Interesting. I didn't think of Docker so thanks for the tip. I will give it a try!

jnschrag profile image
Jacque Schrag

Thanks for sharing! My work uses WPEngine for our hosting and their service includes a git functionality. We set up a TravisCI script that runs when new code is merged into our master branch that then deploys our theme files to the staging version of our site so we can review it before we deploy our staging site to production. It's so much better than dealing with the hassle of FTP.

lewiscowles1986 profile image
Lewis Cowles

How are you handling dependencies in such a scenario, and what about test, staging, production pipeline? Are you only currently hosting on single-vps or shared hosting?

jackharner profile image
Jack Harner πŸš€ Author

Dependencies on the stuff that I've worked on so far are pretty limited. At most it's things like jQuery and maybe a slider, but then I just add those js files to the theme and use Gulp to concat/minify.

As far as test/staging/production it's mostly been:

  • test locally
  • push it up
  • fix bugs
  • repeat

I have started looking into using docker and WordMove as a way to have multiple copies of the same full wordpress install on multiple machines, but haven't fully implemented it into my workflow yet.

Currently, this has all been personal projects and a few freelance clients, but most of my sites are running of DigitalOcen droplets.

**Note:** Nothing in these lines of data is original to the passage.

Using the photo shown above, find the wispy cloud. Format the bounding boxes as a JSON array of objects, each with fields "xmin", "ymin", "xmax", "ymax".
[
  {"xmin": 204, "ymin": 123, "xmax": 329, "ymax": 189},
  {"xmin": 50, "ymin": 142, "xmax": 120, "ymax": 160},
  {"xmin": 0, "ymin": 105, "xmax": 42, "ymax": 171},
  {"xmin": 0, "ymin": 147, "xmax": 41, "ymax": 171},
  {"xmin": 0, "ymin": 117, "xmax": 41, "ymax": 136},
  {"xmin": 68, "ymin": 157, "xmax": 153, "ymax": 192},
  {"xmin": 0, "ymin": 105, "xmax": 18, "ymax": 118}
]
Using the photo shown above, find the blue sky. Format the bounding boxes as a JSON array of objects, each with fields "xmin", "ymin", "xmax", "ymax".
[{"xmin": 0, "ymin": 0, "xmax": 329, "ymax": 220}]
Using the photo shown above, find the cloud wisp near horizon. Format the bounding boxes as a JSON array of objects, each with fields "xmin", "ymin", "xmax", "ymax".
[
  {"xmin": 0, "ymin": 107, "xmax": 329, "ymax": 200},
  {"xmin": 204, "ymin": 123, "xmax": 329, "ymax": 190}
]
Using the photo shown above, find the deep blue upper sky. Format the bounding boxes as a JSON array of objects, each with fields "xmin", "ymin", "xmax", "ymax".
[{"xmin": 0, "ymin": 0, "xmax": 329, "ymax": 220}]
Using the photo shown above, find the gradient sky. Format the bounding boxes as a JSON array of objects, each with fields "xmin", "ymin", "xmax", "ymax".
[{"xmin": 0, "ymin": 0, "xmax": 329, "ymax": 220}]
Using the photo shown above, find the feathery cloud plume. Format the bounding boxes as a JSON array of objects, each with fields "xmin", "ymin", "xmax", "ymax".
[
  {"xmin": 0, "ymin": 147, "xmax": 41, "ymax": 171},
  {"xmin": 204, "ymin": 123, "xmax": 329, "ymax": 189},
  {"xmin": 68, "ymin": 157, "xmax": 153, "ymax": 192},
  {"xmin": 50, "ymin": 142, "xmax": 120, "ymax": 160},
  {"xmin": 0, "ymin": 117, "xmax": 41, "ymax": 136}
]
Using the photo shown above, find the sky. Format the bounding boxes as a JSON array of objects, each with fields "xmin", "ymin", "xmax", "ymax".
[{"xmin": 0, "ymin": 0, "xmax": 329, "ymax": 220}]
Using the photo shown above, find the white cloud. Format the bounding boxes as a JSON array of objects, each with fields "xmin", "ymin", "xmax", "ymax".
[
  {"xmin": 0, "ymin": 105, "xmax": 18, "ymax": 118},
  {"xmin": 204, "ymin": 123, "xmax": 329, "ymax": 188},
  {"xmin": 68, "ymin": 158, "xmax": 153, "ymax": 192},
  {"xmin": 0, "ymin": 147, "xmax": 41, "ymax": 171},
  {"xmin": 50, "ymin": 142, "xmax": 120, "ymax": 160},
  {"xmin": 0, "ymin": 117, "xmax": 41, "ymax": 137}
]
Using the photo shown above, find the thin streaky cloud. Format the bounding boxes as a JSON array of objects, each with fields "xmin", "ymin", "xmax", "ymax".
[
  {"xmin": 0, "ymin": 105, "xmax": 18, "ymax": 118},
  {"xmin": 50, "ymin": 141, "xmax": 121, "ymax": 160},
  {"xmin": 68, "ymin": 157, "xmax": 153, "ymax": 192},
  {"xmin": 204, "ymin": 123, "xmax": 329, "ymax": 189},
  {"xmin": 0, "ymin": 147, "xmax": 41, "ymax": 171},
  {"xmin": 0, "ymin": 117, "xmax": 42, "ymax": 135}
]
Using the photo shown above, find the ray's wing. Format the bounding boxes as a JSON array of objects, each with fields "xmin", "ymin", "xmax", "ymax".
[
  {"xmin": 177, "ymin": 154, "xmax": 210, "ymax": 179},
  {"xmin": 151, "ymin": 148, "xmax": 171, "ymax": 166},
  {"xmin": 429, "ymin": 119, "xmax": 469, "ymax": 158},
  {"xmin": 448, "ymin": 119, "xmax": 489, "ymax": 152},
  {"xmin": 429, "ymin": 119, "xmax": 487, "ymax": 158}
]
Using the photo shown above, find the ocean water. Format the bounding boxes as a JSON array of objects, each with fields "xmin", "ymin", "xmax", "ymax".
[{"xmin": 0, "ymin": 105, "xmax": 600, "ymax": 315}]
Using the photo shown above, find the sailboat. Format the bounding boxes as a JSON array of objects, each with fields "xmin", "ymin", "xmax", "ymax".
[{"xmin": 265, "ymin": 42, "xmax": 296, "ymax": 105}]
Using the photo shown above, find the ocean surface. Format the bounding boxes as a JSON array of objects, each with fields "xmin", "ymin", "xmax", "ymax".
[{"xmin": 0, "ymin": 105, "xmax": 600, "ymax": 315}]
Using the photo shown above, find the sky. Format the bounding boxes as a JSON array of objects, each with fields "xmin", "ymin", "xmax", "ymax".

Obviously there are some steps I'd need to add to my workflow for any kind of enterprise work, so I'm open to suggestions if you have them.

lewiscowles1986 profile image
Lewis Cowles

Hey Jack,

I suppose it's best to start from, how are clients approving changes if it goes from local-dev to live?

I've worked in the way you've described before, so I know the stress and pain it can cause for me, and for clients.

I wouldn't call backups or deploys an enterprise pattern as much as a recognition of value.

You could start by enabling droplet backups, learning wp-cli for exporting the database, plugin & theme installs, experimenting in VM's.

I'm not seeing lots of use-case for WordPress in Docker containers outside of testing. It was different in the initial PHP7 launch, but it is the only actively supported release now (, but certainly having a repeatable Vagrant VM can be of use locally to experiment with adding caching or shared state (multi-server or caching or both).

Once that is done you could experiment with child-themes, and multi-site. That can provide a single login which lets you have mutliple sites with mostly shared features, the option to diverge in a branching pattern, and the ability to interact with and gain client approval on changes.

Small things like storing nginx configs as code in repo's can help repeat-ability and consistency.

To upload themes you can ensure the branch name is included so {branch}-{theme}.zip see for an example of using git tag shows how to get active git branch instead.

You could maintain branches for staging or use feature branches to facilitate, run webpack or gulp before creating an archive, push that to the right place using a tool like scp (digitalocean supports scp & ssh) and wp-cli install theme from zip

There is a whole lot of room to improve. Hopefully this helps some.

rahuldhangar profile image
Rahul Dhangar

Super awesome Jack! Its fun to read this post and I will surely try it up soon!

polyakovkakatya profile image

Thanks for sharing! I'm quite new in Git so it is helpful info.